Yiddish poetry

Home, home on the shtetl: Lecturer Sunny Yudkoff’s thesis in progress focuses on the work of tubercular Yiddish poets who lived at the Jewish Consumptives’ Relief Society in Denver in the early 1900s. (Photography by Carrie Golus, AB’91, AM’93)

Five things I learned about Yiddish

Over one breakfast and two lunches. Es, es!

Ikh heyb uf mayn lid
in gezang tsu dir, Kolerade,
mayn Kolerade!

I lift my poem
in song to you, Colorado,
my Colorado!

—Lune Mattes,  from “Colorado” (1923)

I thought I understood what Yiddish was. But that was before I sat next to Sunny Yudkoff, Yiddish lecturer in the Germanic studies department and Harvard doctoral student, at a Divinity School Wednesday lunch.

Her thesis, Yudkoff told me when I asked, was on tubercular Yiddish writers who lived at the Jewish Consumptives’ Relief Society in Denver. I was astonished. When I think of my home state of Colorado, I think of cowboys and hot springs and narrow gauge railroads but definitely not Yiddish poetry.

So we kept chatting and eating, eating and chatting. Yudkoff invited Terren Wein, who organizes the Wednesday lunch, to her quarterly Yiddish tish (tish meaning “table”), where Yiddish students practice conversation over coffee and kosher bagels. And somehow I got roped in too. So here are five things I learned.

1. You cannot blag your way through a Yiddish tish using only rusty German.
I knew Yiddish was written in the Hebrew alphabet. I did not know the pronunciation, vocabulary, and spelling (when written in Latin characters) would be so utterly different from German. Luckily Yudkoff had supplied a cheat sheet, which included greetings and various ways to remark on the deliciousness of your bagel:

Hello Gut-morgn
(reply) Gut-yor
Goodbye Zay gezunt!

It tastes like the Garden of Eden! Es hot a tam vi gan-eydn!
It tastes like Leviathan with horseradish! Es hot a tam vi levyosn mit khreyn!
It’s finger-lickin’ good! Me ken lekn di finger!

2. Yiddish is not a dialect of German ...
... even though I had been taught as much in my German class many years ago. “A language is a dialect with an army and navy,” Yudkoff told me, quoting Yiddish scholar Max Weinreich (who originally made the remark in Yiddish: a shprakh iz a dialekt mit an armey un flot). The point is that the distinction between a language and a dialect owes more to political factors than anything else.

3. Yiddish is a “fusion language.”
It’s made up of three linguistic components: Germanic, Hebraic/Aramaic, and Slavic. English is also a fusion language. But unlike English speakers, Yudkoff explained, Yiddish speakers have an acute “component consciousness”—an intuitive understanding of which words are derived from which language—and can skew their word choice depending on the situation. Imagine, for example, if you were speaking English with a native French speaker, and you could easily choose only words of French derivation, so as to make communication easier. Wow.
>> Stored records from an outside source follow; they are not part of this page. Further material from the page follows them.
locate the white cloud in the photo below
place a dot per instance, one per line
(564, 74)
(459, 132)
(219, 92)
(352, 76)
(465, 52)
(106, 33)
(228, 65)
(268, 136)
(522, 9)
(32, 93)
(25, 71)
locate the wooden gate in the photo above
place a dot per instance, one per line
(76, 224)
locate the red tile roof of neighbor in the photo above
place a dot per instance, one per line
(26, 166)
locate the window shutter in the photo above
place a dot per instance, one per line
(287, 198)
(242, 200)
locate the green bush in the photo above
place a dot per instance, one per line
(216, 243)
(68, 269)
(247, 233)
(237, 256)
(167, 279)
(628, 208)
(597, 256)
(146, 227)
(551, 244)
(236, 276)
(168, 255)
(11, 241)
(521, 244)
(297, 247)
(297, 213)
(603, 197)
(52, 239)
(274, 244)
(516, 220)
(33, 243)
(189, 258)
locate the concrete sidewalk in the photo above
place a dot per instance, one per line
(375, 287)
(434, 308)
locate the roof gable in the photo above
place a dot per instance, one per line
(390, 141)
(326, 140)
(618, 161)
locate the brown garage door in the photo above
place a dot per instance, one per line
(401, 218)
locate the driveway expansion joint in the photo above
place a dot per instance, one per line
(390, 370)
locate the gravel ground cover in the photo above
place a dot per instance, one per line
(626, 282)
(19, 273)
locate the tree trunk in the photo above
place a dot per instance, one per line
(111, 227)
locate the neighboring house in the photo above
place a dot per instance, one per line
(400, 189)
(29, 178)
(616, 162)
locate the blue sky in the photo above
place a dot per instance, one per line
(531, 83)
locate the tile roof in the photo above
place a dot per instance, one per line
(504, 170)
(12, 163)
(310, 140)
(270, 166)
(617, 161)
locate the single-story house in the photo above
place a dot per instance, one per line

The next week, Yudkoff was herself scheduled to give a Div School lunch lecture. So here are two more things I learned.

4. “Yiddish is not inherently funny.”
Of course this got a laugh from everyone in the room. “Yiddish is not and was never solely the domain of Woody Allen or Mel Brooks,” Yudkoff said. “It was a language that Communists wrote in, that soldiers fought in, that rabbis taught in ... that modernist poets experimented in, simply put, that people lived in.”

5. Yiddish is not endangered.
“It’s not a language of secular cultural production,” Yudkoff said. But Yiddish is the everyday language of ultra-Orthodox Jewish communities in New York, Jerusalem, London, and elsewhere. In linguistic terms, it’s considered post vernacular. I asked Yudkoff if she had visited the Jewish Consumptives’ Relief Society (which became a cancer hospital in the 1950s) when she was in Denver doing research. She drove past it, she said; it was behind a shopping mall.

I looked up the address and discovered that although I had never heard of the JCRS, I knew exactly where it was: on West Colfax, behind the modern-day novelty restaurant Casa Bonita. Where Yiddish consumptives once wrote poetry and spat blood, my kids and I had eaten sopapillas and watched the cliff divers.